In this case I’ve used libraries ggplot2 and dplyr.
library(ggplot2)
library(dplyr)
Here’s the unprepared data.
dataFile <- 'activity.zip'
unzip(dataFile)
#just because we know the file extension, we can use grep
activities <- read.csv(list.files()[grep('.csv', list.files())]) %>%
mutate(day = ifelse(strftime(date, '%w') %in% c(0, 6), 'weekend', 'weekday'))
Remove NA’s to make calculating average more simple
completeActivities <- activities[complete.cases(activities$steps), ]
For counting total number of steps taken per day
dailyTotal <- aggregate(activities$steps, by = list(activities$date), FUN = sum)
names(dailyTotal) <- c('date', 'total.steps')
For counting average number of steps by period divided into weekday and weekend
dailyMean <- aggregate(completeActivities$steps, by = list(completeActivities$interval,
completeActivities$day), FUN = mean)
names(dailyMean) <- c('interval', 'day', 'mean.steps')
Data for plotting average daily activity pattern
intervalMean <- aggregate(completeActivities$steps,
by = list(completeActivities$interval), FUN = mean)
names(intervalMean) <- c('interval', 'mean.steps')

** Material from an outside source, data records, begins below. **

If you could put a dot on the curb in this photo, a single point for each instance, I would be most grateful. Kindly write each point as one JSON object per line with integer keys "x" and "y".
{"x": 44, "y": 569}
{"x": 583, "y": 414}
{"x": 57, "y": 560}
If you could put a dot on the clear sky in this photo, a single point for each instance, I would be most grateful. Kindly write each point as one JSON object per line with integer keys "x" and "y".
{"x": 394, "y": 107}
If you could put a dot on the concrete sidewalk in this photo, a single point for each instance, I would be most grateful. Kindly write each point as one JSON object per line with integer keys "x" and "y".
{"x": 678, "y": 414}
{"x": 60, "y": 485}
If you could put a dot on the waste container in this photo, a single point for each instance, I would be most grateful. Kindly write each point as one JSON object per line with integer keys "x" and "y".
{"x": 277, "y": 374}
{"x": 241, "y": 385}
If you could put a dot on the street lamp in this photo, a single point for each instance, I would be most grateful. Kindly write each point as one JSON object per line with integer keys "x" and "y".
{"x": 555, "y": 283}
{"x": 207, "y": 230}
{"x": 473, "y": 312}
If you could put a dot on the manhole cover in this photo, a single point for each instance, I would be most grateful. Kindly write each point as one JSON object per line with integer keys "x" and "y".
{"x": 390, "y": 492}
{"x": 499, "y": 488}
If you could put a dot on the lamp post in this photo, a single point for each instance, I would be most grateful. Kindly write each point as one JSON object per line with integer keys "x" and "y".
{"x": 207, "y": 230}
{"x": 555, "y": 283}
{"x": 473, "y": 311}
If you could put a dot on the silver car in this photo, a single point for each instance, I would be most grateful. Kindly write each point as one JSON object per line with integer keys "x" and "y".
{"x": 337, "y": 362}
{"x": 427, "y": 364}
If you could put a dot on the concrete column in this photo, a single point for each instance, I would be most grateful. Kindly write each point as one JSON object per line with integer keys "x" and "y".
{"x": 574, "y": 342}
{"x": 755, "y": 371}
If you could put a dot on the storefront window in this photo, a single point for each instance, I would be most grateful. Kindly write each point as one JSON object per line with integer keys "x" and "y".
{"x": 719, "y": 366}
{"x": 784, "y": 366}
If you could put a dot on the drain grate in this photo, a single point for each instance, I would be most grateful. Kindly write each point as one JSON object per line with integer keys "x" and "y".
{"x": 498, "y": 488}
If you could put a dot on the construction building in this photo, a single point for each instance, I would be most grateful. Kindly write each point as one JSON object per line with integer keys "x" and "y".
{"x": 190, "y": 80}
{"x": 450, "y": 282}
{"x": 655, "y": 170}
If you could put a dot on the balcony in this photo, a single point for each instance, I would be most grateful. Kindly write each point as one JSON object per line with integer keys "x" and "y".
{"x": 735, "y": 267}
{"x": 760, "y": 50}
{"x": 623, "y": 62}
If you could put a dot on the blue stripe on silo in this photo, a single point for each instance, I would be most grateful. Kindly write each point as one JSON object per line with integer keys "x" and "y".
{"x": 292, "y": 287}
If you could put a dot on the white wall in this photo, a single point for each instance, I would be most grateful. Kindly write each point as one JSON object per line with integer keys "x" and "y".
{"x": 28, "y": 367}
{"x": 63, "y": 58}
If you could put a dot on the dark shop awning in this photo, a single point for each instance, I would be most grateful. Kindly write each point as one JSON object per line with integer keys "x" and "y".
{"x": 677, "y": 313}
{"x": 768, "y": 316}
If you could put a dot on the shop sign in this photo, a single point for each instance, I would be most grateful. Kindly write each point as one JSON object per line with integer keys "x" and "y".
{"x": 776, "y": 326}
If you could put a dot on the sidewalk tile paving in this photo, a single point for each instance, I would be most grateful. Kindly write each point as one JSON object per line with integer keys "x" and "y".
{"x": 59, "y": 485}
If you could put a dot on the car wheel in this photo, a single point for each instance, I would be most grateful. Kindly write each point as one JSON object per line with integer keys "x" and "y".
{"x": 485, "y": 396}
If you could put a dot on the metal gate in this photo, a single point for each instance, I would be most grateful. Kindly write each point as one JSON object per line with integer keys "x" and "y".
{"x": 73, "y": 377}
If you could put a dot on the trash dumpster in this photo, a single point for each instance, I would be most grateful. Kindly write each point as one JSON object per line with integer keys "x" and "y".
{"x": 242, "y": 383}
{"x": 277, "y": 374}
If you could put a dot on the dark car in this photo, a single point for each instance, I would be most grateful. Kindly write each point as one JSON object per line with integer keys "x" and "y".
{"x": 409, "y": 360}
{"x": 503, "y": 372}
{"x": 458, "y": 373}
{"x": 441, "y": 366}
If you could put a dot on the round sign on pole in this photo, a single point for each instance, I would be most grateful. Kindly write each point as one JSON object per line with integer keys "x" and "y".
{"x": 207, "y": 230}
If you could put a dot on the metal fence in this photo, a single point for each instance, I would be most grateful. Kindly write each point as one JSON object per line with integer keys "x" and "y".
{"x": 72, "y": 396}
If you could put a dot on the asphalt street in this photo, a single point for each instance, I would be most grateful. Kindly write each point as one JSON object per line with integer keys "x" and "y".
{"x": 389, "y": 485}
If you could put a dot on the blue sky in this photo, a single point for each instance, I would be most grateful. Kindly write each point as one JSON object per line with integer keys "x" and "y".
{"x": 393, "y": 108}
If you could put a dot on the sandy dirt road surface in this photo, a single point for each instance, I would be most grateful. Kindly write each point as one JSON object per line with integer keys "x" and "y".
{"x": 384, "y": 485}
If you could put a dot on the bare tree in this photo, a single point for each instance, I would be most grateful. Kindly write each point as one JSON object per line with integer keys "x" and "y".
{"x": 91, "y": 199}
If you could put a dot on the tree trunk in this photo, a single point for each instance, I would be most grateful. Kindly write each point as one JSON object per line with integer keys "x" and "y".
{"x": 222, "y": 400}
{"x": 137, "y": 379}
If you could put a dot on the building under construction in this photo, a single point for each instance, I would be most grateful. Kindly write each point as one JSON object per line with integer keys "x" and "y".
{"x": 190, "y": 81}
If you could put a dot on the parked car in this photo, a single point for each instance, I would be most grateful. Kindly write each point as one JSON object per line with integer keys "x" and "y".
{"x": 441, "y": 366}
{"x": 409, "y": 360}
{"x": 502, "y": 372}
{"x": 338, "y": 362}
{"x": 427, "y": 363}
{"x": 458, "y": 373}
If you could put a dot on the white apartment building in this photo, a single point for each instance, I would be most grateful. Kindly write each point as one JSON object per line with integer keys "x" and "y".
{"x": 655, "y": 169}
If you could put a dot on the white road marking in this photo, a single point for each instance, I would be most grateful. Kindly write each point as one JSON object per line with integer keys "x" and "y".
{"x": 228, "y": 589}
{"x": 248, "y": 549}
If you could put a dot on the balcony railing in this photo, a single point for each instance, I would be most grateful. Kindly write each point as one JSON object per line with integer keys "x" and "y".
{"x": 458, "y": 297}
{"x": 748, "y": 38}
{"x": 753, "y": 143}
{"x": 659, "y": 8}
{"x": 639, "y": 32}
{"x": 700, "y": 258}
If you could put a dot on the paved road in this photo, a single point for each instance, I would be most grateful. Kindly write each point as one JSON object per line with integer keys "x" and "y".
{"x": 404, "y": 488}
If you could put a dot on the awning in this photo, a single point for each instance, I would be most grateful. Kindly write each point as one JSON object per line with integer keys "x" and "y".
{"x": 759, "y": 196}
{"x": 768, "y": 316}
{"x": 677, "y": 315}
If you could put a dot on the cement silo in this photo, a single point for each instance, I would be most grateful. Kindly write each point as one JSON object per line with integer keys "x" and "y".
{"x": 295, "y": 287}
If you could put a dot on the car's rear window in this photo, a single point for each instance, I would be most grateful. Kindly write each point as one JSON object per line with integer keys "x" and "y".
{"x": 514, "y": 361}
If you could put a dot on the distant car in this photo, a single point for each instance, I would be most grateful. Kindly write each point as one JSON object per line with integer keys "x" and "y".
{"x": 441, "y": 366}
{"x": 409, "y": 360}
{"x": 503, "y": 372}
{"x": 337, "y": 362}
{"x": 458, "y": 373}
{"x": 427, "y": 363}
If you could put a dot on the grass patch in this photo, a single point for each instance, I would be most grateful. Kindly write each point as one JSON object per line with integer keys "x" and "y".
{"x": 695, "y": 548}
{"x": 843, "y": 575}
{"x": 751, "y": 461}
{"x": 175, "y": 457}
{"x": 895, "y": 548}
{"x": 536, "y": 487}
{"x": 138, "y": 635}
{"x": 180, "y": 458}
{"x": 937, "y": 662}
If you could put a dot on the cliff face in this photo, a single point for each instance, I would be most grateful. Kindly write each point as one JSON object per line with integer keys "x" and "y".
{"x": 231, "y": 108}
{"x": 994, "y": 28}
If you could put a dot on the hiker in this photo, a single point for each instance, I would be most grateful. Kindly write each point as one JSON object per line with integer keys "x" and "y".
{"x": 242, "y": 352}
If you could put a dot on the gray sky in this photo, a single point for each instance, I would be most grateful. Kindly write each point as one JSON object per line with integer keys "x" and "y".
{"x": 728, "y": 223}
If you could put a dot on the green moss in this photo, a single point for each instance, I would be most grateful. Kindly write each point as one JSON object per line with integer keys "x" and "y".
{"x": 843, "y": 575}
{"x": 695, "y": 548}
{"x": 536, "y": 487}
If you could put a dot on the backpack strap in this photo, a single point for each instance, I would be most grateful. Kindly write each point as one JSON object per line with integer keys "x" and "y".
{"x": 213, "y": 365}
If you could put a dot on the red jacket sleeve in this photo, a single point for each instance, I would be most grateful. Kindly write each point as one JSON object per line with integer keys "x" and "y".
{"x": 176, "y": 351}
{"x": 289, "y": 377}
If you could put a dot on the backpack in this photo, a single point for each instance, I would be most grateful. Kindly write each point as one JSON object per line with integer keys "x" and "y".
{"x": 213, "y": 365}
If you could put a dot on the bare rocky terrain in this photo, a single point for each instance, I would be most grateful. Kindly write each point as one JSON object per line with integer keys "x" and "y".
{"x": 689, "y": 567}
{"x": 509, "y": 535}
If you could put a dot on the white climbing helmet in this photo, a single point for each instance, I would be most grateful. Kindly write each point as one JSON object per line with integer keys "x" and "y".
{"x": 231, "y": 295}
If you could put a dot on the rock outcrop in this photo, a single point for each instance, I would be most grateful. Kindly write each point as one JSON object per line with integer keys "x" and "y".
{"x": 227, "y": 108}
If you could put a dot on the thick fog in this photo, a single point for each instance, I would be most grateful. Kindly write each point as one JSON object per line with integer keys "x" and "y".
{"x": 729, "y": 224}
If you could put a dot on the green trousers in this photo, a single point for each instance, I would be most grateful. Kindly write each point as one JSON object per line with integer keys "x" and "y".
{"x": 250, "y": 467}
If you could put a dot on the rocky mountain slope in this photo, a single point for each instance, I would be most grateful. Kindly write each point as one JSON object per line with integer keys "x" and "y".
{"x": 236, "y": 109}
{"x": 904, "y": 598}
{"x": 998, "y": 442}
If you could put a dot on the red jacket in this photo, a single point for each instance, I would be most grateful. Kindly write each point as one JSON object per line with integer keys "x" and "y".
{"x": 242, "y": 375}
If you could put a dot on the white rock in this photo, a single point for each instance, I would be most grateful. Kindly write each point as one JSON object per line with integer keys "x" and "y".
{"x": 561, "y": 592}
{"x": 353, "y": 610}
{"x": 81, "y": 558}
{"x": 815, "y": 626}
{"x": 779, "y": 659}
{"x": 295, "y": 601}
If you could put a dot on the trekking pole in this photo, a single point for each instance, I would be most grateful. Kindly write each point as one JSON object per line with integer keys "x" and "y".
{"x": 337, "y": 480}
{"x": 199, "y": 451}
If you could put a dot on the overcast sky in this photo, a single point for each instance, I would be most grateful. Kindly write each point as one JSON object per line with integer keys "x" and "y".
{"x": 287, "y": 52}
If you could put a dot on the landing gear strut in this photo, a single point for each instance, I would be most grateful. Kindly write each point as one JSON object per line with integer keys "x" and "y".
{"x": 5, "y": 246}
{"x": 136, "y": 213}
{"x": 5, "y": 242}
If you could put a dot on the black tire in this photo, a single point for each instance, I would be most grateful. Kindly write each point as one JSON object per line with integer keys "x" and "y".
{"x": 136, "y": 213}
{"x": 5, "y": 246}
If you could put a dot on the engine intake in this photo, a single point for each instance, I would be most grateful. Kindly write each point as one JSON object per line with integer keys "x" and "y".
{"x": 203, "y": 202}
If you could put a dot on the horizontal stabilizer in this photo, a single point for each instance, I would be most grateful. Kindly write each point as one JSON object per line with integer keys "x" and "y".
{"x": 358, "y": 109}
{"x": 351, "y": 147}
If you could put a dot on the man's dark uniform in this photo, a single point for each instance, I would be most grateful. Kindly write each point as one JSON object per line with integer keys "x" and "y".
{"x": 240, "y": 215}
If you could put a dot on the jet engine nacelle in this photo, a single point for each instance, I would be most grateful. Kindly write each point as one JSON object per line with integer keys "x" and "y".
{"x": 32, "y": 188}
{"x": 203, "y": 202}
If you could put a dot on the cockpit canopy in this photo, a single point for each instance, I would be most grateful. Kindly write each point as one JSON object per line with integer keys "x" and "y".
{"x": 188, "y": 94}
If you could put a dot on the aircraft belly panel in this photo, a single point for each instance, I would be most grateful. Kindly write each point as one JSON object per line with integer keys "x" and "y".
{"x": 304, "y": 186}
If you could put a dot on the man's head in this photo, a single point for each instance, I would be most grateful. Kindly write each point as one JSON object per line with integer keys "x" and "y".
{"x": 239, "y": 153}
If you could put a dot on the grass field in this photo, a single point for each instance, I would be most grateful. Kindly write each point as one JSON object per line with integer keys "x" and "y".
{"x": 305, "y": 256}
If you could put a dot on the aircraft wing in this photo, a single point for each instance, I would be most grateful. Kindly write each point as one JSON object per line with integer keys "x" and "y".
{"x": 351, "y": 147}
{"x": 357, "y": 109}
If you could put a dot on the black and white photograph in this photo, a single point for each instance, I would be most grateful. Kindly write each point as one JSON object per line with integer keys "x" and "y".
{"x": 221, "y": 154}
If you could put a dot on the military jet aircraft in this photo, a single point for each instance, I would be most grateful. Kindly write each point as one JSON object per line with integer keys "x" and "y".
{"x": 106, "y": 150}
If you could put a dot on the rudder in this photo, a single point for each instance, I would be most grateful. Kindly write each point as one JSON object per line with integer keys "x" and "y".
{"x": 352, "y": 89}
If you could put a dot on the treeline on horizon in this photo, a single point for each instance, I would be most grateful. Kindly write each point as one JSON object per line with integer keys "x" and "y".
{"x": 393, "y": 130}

Finding average daily with NA’s replaced by mean
filled <- activities
filled$steps[is.na(filled$steps)] <-
with(filled, ave(steps, interval,
FUN = function(x) replace(x, is.na(x), mean(x, na.rm = T))))
dailyTotalFilled <- aggregate(filled$steps, by = list(filled$date), FUN = sum)
names(dailyTotalFilled) <- c('date', 'total.steps')
plot1 <- ggplot(dailyTotal, aes(x = total.steps)) +
geom_histogram(color = 'black', fill = 'white') +
xlab('Total steps') +
ggtitle('Distribution of mean steps per day') +
theme(plot.title = element_text(hjust = 0.5))
print(plot1)
Mean steps per day
print(mean(dailyTotal$total.steps, na.rm = TRUE))
## [1] 10766.19
Median steps per day
print(median(dailyTotal$total.steps, na.rm = TRUE))
## [1] 10765
plot2 <- ggplot(intervalMean, aes(x = interval, y = mean.steps)) +
geom_line() +
xlab('Interval') +
ylab('Number of steps') +
ggtitle('Average daily activity pattern') +
theme(plot.title = element_text(hjust = 0.5))
print(plot2)
Which 5-minute interval, on average across all the days in the dataset, contains the maximum number of steps?
print(intervalMean$interval[which.max(intervalMean$mean.steps)])
## [1] 835
Total number of missing values in the dataset
print(sum(is.na(activities)))
## [1] 2304
plot3 <- ggplot(dailyTotalFilled, aes(x = total.steps)) +
geom_histogram(color = 'black', fill = 'white') +
xlab('Total steps') +
ggtitle("Distribution of mean steps per day (with NA's filled by mean)") +
theme(plot.title = element_text(hjust = 0.5))
print(plot3)
Median steps per day (with NA’s replaced)
print(mean(dailyTotalFilled$total.steps))
## [1] 10745.3
Median steps per day (with NA’s replaced)
print(median(dailyTotalFilled$total.steps))
## [1] 11015
plot4 <- ggplot(dailyMean, aes(x = interval, y = mean.steps)) +
geom_line() +
xlab('Interval') +
ylab('Number of steps') +
facet_grid(rows = vars(day)) +
ggtitle('Average daily activity pattern by day') +
theme(plot.title = element_text(hjust = 0.5))
print(plot4)
So, what’s the difference itself? In order to prevent calculating each point, let’s add some graphics. First, prepare data for this.
dailyMean2 <- data.frame(unique(dailyMean$interval),
dailyMean$mean.steps[which(dailyMean$day == 'weekend')] -
dailyMean$mean.steps[which(dailyMean$day == 'weekday')])
names(dailyMean2) <- c('interval', 'difference')
And the plot itself.
plot5 <- ggplot(dailyMean2, aes(x = interval, y = difference)) +
geom_line() +
xlab('Interval') +
ylab('Difference between weekend and weekday') +
ggtitle('Difference between patterns') +
theme(plot.title = element_text(hjust = 0.5))
print(plot5)
As we can see, on weekends there are less steps approximately from 05:00 to 10:00, and more steps approximately from 10:00 to 21:00. The dinner and supper times do not depends on day, they are close to 13:00-14:00 and 19:00.